The paradox here is that ethical dialogue between religions cannot dispense with theological backgrounds, while theological debate cannot lead to a result, but rather fuels disagreements and conflicts, as all previous experiences have proven.
Hence the necessity to think about a new type of theology that we can call the saying “contextual theology” or “home theology”, meaning that it does not address the axioms of faith and the essential doctrinal constituents, but it derives from the value code and reference texts in the theological heritage consensual consensus values that drive the choice of dialogue. Moral and ethical solidarity between followers of religions.
Referring to the distinctions made by the German philosopher Jürgen Habermas between the theological core in religion and the human rational content in it that qualifies to be translated into the language of public reason, it can be said that the active moral dialogue between religions can only take place in a practical rational context in which the doctrinal differences are placed between brackets and it is sufficient. In it, considerations of coexistence, solidarity and tolerance.

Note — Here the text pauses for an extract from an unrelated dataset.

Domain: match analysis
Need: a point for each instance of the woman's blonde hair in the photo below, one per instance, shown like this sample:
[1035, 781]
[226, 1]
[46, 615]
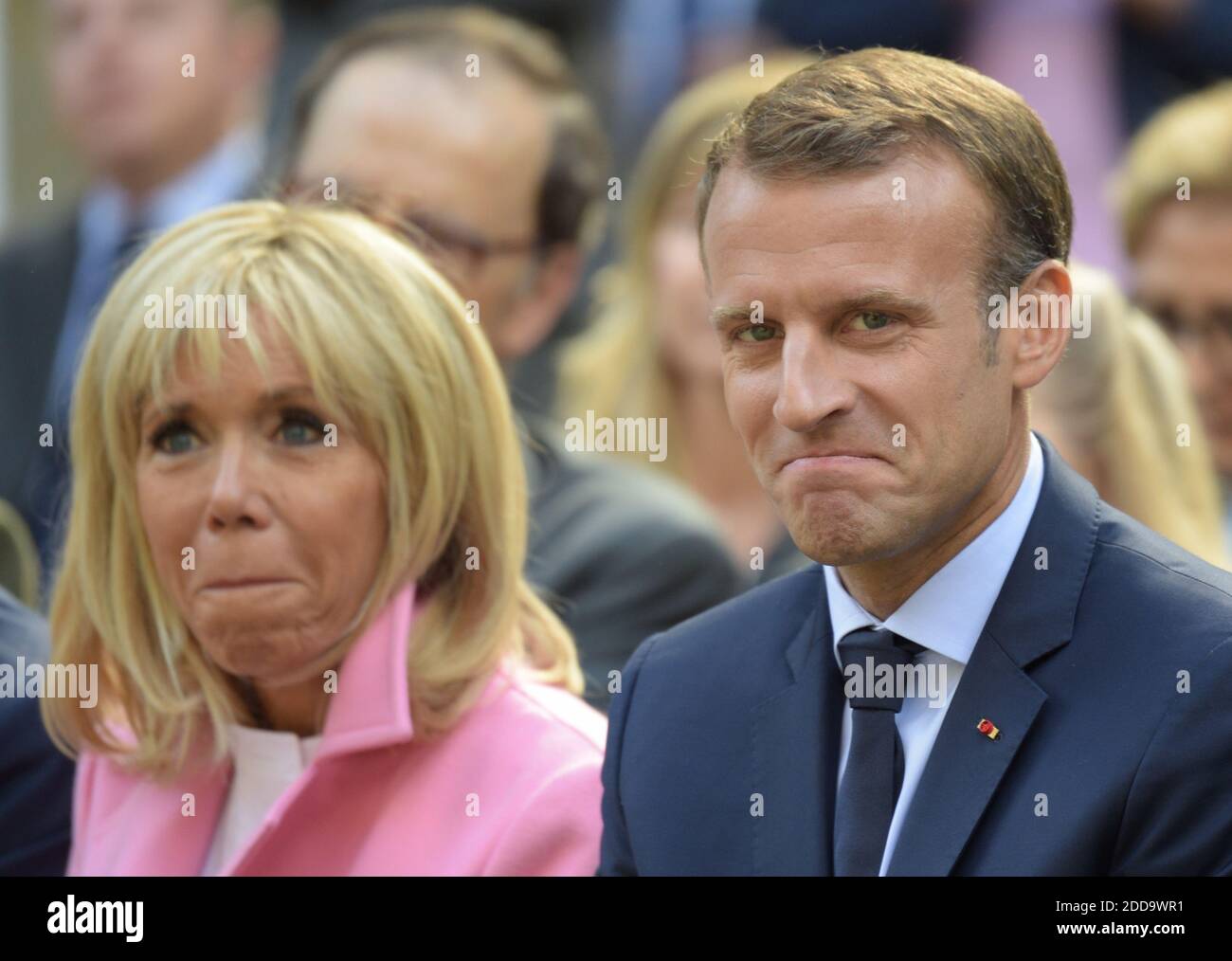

This line is what Paul Ricoeur called “the model of linguistic translation” capable of communicating meanings despite the fundamental disparity between tongues and languages, and it connects to what the scholar Sheikh Abdullah bin Bayyah called the “alliance of virtues” between the components of the Abrahamic family.
Despite the decisions of the Second Vatican Council that went in the direction of understanding with Muslims and integrating Islam into the system of Abrahamic truth, Kong believed in his encyclopedic book on Islam that the Catholic Church should extend the concept of salvation to Islam and accept it from within its own theological system.
Major steps have been made in the direction of solidarity and ethical dialogue within the Abrahamic system since the arrival of the current Pope Francis to the position of supreme religious authority in Christianity, and Islamic scholars and his spiritual references played a decisive role in crystallizing this choice centered on the compass of human virtues and brotherhood.